Whether you choose to get married outdoors in your beautiful garden, a nature reserve or long for a poolside wedding, an officiant led ceremony is perfect. And the best news is… if you’re non-religious or have unorthodox ideas you decide on the length of your ceremony.
Basically, no restrictions, religious terminology or the word of God will be taken at face value. Read below the key parts, that you need to consider during your wedding officiant ceremony.
Wedding officiant ceremony | part I
- Your arrival at the venue: First is your entrance – walking up the aisle (individually, together or escorted). This commences after the prelude (optional). And then, followed by your favorite processional (instrumental) song. Sit or stand during the ceremony.
- The introduction: Secondly, as your independent celebrant I’ll interact naturally with you and your guests. Then, greet, welcome and thank your family and friends for being part of your special day, on your behalf. Also, we can take a moment of reflection to acknowledge the absence of a loved one and honor their memory.
- Share your love story: The celebrant will share your emotions, experiences and how much your partner means to you. Or recite a love & friendship poem, give a blessing, or read a non-religious scripture.
- The meeting and proposal: Next, what makes your relationship special? Convey this in your personalised ceremony speech. It contains key details about your first encounter and the proposal. As well as, your love for each other, shared values and your hopes for the future.
- Wedding vows – yes I do: What were the important moments (setbacks and success) in your life? What does love mean to you? Express your declaration of devotion, and intent in your personal vows. Here are questions you need to ask before writing your wedding vows.
Wedding officiant ceremony | part II
- Confirmation: Pronounced married, you are now husband and wife.
- Rings, hand-fasting or other token of love: Exchanging of your rings will take place. Or give a wedding charm bracelet or hold a hand-fasting ceremony. Otherwise, blending of sands ritual or unity candle may be a possibility. Give a gift that represents your love for one another.
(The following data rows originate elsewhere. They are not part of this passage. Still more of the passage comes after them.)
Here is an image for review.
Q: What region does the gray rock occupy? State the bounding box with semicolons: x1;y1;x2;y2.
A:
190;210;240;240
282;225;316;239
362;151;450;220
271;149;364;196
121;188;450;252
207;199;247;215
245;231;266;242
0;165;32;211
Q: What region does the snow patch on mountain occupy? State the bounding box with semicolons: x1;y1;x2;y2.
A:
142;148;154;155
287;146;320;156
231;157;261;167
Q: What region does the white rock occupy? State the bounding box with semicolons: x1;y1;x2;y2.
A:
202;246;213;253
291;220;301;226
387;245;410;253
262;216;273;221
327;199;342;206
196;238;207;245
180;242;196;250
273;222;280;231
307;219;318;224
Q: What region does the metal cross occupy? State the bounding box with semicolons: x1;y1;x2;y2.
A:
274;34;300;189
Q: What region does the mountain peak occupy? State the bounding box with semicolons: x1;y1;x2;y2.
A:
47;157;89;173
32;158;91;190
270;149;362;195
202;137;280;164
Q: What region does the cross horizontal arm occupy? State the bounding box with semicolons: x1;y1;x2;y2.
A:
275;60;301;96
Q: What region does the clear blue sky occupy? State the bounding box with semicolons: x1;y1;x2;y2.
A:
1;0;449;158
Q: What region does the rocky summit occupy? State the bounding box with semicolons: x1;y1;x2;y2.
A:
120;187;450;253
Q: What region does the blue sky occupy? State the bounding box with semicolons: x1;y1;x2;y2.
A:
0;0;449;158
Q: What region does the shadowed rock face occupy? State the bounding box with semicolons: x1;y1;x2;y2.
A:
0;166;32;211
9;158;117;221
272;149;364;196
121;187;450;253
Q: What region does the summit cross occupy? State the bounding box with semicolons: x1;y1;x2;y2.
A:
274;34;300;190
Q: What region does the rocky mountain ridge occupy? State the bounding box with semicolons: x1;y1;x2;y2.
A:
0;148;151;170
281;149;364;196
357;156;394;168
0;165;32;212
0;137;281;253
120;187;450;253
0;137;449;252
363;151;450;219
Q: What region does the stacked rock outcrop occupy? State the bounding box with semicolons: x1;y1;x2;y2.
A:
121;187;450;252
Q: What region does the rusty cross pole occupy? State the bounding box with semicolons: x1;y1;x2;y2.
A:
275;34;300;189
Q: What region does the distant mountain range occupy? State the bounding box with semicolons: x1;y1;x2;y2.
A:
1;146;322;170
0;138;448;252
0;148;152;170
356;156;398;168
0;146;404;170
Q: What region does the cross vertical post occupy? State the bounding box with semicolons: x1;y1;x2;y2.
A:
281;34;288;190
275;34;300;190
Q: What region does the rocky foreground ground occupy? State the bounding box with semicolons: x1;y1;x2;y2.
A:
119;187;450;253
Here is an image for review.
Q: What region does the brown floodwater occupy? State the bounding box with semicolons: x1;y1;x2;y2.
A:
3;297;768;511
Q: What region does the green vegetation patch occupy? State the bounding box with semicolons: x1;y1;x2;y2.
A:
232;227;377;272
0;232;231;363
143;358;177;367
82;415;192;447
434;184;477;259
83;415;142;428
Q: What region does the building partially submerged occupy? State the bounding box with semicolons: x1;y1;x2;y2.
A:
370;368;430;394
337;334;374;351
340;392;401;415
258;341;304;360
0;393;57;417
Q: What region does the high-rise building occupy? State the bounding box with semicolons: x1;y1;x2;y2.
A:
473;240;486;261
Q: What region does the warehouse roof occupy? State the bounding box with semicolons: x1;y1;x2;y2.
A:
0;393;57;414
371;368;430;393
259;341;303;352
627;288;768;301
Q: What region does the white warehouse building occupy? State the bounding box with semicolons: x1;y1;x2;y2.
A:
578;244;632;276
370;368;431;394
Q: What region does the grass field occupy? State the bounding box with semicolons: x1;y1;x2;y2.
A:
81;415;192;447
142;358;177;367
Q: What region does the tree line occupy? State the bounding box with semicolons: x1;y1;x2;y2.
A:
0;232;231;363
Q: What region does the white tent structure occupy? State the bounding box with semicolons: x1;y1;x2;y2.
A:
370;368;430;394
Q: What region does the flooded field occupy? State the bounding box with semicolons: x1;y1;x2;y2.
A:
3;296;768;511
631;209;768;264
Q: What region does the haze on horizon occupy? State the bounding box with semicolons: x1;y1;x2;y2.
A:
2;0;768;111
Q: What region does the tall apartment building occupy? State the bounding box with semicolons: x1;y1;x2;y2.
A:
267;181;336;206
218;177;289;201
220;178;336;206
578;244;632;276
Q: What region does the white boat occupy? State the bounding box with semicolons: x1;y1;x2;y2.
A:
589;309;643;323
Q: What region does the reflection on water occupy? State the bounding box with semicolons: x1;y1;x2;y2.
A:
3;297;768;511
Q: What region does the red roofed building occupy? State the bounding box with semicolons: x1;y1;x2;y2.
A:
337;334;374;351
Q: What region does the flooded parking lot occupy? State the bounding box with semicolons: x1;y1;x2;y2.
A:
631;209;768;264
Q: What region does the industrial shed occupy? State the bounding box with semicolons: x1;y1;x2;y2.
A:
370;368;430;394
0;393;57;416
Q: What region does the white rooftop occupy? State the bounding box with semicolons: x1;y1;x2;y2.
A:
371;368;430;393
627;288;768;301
- The kiss: After that, you kiss. And this seals the ceremony of love plus confirms the joining of 2 families.
- The signing of marriage certificate: Declaration of marriage. You and your witnesses sign a wedding certificate (symbolic) or non-certified marriage license (sentimental reminder). Live music or a soundtrack can accompany the signing.
- The words of well-wishes: You stand and receive your symbolic marriage certificate/license. Read are wedding words of wisdom. And a parting speech from the celebrant makes the wedding complete.
- Closing remarks and departure: Finally, you leave the venue and walk down aisle together as happy newlyweds. Love ones can follow as you walk along to your recessional song (played or sung live.)